Judge orders mock lotteries for weed licenses

The so-called super deal involves 70 applicants who challenged the licensing process. Some of them have participated in previous lotteries and will not be allowed to participate in the simulated lotteries. It is not known how many contestants will participate in the simulated lotteries.

The judge and the state are trying to thread a tricky legal needle: resolve administrative issues with the original lotteries to award 185 marijuana retail licenses without throwing out all the results and starting over. Any applicants deemed to have been unjustly excluded from the original lotteries would be awarded licenses from a pool of 205 remaining dispensary licenses that were not distributed.

Rather than hearing 70 cases and allowing the winners to enter a lottery that they may or may not win, Gamrath is trying to move the process along. The original lotteries were conducted with a computer, rather than physically drawing numbers. The state proposed to hold a simulated lottery that would produce the same odds as the original electronic draw.

“This tribunal believes that ordering remedial lotteries at this stage will indeed expedite the resolution of issues and avoid unnecessary delays and costs, while doing justice to the parties and preserving the rights of all,” Gamrath said in the ruling. of yesterday.

The judge previously said that due to the number of plaintiffs, it could take 18 months to resolve all cases.

“It lets litigants know if there is something worth fighting for before spending additional resources, and it provides some light at the end of the tunnel for the previous 185 winners who have waited patiently,” said Ryan Holz, partner at Greenspoon Marder, which represents several plaintiffs.

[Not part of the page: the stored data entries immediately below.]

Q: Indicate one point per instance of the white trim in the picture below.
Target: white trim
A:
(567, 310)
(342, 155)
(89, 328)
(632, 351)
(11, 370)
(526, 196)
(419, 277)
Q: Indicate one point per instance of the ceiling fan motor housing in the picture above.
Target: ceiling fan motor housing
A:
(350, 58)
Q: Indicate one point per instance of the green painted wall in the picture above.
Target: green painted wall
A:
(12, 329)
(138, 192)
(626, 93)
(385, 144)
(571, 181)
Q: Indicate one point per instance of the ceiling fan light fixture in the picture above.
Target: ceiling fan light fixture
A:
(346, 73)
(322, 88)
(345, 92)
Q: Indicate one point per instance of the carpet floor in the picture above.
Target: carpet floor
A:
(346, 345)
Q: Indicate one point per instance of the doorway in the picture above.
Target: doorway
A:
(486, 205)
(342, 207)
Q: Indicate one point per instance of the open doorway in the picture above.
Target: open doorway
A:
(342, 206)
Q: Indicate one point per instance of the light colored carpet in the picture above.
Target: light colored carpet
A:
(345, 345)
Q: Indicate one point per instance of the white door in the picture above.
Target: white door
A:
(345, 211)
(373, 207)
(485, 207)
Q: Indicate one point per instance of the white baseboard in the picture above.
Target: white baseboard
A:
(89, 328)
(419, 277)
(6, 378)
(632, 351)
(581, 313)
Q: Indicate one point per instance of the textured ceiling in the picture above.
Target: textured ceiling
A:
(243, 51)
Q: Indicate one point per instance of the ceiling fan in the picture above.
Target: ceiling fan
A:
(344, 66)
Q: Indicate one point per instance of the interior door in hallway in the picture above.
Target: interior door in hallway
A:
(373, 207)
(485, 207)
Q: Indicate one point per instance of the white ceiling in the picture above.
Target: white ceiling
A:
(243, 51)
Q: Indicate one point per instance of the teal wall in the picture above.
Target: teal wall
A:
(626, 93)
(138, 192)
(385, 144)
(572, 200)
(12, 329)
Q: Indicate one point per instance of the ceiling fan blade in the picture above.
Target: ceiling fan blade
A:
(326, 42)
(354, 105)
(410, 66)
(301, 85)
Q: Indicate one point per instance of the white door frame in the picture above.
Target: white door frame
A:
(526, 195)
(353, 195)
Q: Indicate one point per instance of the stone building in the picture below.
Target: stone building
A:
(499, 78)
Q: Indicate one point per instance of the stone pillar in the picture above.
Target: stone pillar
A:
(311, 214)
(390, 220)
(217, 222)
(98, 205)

Gamrath also offered plaintiffs in the super case the option to opt out of mock lotteries to pursue their administrative challenges first.

“Overall, we believe this is a positive and significant step towards the resolution of an otherwise very protracted litigation and, in turn, a step towards the resolution of an issuance process. very long dispensary license,” said Irina Dashevsky, another Greenspoon Marder partner. “We believe this decision presents reasonable common ground for parties and a way forward for litigants.”

The process has already stalled. None of the 185 licenses decided by lotteries last year have yet been awarded due to another case in Cook County, which disputed whether extra points for veterans conflicted with the law of the state passed in 2019 that legalized recreational marijuana in an effort to address the racial and social inequalities created by the war on drugs. Another case challenging the constitutionality of bonus points awarded to Illinois residents is pending in federal court.

Nearly 1,000 individuals or groups submitted applications for the new retail licenses at the end of 2019. The first 75 were expected to be issued in May 2020. COVID-related delays and initial application scoring issues led to a new rating process. Another 110 licenses were made available to applicants and three lotteries were held in the summer of 2021.

Administrative challenges to the process have been making their way through the courts since last fall. Illinois’ application process, once seen as a potential roadmap for other states, is now seen as flawed. The state has proposed revising the complicated application process for a simpler pass-fail approach to qualifying for a lottery.